My kick has reached some kind of logical conclusion in the form of cielagonote.
This morning I started off with a zsh wrapper around fzf and nb for finding and editing notes. nb is fine and all, but I really like the sort of speedy narrowing you get from something like deft or other members of the Notational Velocity family tree.
So I was looking for something to wrap around nb to keep taking advantage of its git syncing and a few other features, but also warily eyeing too much dependence on it. If the Giant nb-Eating Space Goat were to pull into orbit tomorrow, I would want to simply watch it magestically devour nb, then have a quick way to write a note about my impressions of the experience without accidentally naming that note the same as another about a similar experience.

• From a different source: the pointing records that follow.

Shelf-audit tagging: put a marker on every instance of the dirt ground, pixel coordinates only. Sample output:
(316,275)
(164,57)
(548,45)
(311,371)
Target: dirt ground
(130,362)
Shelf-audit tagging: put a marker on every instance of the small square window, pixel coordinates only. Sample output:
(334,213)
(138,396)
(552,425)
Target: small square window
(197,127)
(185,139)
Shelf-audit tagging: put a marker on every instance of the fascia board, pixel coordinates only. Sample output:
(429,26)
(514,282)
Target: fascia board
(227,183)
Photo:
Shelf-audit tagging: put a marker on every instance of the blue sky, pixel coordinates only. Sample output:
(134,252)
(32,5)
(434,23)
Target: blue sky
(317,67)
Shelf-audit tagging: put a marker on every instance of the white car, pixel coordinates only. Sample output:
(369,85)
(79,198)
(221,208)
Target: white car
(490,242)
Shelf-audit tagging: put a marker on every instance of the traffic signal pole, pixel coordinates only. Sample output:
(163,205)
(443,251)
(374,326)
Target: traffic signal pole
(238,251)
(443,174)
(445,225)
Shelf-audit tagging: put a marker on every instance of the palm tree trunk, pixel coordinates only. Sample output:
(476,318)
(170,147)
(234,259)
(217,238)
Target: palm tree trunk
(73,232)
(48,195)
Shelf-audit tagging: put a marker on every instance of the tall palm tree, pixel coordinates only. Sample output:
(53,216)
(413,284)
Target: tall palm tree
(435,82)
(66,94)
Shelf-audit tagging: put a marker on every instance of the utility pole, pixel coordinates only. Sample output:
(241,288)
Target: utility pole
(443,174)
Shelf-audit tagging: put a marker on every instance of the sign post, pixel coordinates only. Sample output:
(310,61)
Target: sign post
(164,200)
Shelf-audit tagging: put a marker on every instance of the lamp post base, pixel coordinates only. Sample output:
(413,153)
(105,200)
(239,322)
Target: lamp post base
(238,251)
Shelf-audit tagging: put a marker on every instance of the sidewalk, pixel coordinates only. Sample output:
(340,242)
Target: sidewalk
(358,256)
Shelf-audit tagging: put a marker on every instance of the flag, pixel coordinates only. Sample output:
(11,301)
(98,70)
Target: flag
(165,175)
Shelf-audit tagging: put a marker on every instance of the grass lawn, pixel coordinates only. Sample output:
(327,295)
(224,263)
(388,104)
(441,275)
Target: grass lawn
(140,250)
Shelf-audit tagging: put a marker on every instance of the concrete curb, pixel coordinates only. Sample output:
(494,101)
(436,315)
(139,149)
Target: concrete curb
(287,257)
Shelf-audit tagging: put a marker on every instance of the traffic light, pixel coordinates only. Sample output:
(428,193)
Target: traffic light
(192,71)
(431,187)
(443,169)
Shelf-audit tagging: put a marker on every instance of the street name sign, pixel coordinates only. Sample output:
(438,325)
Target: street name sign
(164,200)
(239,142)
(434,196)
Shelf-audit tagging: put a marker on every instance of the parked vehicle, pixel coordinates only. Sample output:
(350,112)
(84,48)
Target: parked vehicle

So you just get the basic “fuzzy-searchin’ notes” thing:
- Start typing
- full-text search narrows your options
- Hit return to pick one and start editing or ^n to make a uniquified duplicate title for whatever reason I was worried about that.
It doesn’t do deleting or other management (yet).
There’s a config file:
notes_dir: ~/notes
default_extension: org
exclude_dirs:
- denote_archive
- .git
hide_hidden: true
editor: nb edit
If you set your editor to nb edit
you can be assured your stuff is getting synced. Pick something else and it’ll just manage a directory of notes.
hide_hidden:
just means “no dotfiles.” exclude_dirs
means what it says.
One thing I probably ought to do is ask what file extensions you’d like to see. Since this is for me, it just has .org and .md hard-coded.
Down here way under the fold, probably also good and proper to note that this was mostly me fumbling around and getting help from ChatGPT. I knew the pieces I wanted to glue together, and I knew how I wanted it to behave, but it took a lot of prompting and nagging. And it’s not a new idea. I just couldn’t find anything that did exactly what I woke up imagining in a terminal.